DOCO Thoughts – Machine Learning

August 15, 2017

Advanced data analytics technology today can magnify text (or data) that is indistinct and brings it into more granular focus with practical benefits for insurance companies and their clients.

The Power of Machine Learning 
What we mean by human knowledge is our understanding of the world around us. Today’s IoT sensors provide a platform that enable us to use Machine Learning to model the world in ways we can’t possibly imagine right now.

The implications for a sector such as insurance are that it will allow us to move away from a predictive modelling environment where we seek to ask what might happen? We already have many sophisticated and established tools and models to help us do that.

The power of Machine Learning is that it should be able to move us into a world of preventive modelling where we don’t just say what is going to happen or what could happen but also how can we influence that?

What are the things that we need to be able to do in order to prevent claims or manage our risk internally? The ultimate goal is a market that progresses to dynamic risk management, real time exposure modelling, and real time exposure management.

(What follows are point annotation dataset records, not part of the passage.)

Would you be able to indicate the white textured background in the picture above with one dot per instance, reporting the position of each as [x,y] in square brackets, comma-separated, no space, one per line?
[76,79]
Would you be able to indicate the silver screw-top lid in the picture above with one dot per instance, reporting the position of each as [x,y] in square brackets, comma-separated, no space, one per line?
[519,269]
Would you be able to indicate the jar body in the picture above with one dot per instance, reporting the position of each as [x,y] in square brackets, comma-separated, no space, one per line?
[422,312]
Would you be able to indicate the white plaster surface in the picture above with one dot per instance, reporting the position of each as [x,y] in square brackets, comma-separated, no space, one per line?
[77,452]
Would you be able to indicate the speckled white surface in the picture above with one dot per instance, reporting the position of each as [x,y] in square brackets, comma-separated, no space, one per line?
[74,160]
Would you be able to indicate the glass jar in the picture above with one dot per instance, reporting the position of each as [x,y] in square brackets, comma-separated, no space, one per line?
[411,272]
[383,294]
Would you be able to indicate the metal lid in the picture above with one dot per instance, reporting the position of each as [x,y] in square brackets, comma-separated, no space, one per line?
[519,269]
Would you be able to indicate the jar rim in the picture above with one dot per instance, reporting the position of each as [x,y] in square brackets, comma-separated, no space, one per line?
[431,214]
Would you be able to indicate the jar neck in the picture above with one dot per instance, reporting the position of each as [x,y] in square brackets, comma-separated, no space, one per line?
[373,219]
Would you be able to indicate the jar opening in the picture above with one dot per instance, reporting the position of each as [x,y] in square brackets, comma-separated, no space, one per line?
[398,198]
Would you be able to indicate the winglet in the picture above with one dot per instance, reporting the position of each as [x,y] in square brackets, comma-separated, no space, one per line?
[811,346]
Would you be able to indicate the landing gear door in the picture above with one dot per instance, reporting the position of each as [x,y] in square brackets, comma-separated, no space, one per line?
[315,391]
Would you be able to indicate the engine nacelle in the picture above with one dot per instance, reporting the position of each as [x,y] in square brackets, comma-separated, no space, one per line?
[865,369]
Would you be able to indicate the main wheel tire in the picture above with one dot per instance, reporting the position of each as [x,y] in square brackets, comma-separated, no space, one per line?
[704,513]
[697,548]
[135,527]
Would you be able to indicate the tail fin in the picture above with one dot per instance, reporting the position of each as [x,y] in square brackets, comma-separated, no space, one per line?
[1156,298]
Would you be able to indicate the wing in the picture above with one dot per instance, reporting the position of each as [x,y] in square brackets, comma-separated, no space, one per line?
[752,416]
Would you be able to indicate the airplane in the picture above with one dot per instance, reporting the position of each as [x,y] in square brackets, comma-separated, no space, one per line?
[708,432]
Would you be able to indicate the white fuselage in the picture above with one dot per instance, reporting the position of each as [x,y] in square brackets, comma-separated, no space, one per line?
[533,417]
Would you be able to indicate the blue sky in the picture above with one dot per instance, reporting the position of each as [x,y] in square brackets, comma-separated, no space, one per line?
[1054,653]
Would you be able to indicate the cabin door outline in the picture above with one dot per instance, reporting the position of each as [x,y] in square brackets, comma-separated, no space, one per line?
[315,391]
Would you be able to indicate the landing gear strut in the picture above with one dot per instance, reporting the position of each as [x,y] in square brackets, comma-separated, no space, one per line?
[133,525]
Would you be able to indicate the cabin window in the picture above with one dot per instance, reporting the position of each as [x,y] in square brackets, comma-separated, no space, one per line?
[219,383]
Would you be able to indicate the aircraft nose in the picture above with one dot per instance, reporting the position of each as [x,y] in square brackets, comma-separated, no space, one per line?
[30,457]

According to Jason Cabral, Chief Actuary, Markerstudy, speaking at a recent TOM event that was organised by Artelligen in the Lloyd’s building:

“At last year’s Gyro Conference for actuaries delegates talked about Machine Learning and its applications for pricing, reserving, modelling and the future of the insurance industry. There is a certain amount of scaremongering about Machine Learning taking away jobs but I don’t think that is going to happen. Machine Learning will supplement Generalised Linear Models (GLMs) to actually provide more information.”

Machine Learning Myths 
A number of myths have grown up around Machine Learning’s potential applications. Driverless cars are frequently hyped up, drones, robotics are said to be the only areas where Machine Learning can have a huge impact but that is not necessarily true.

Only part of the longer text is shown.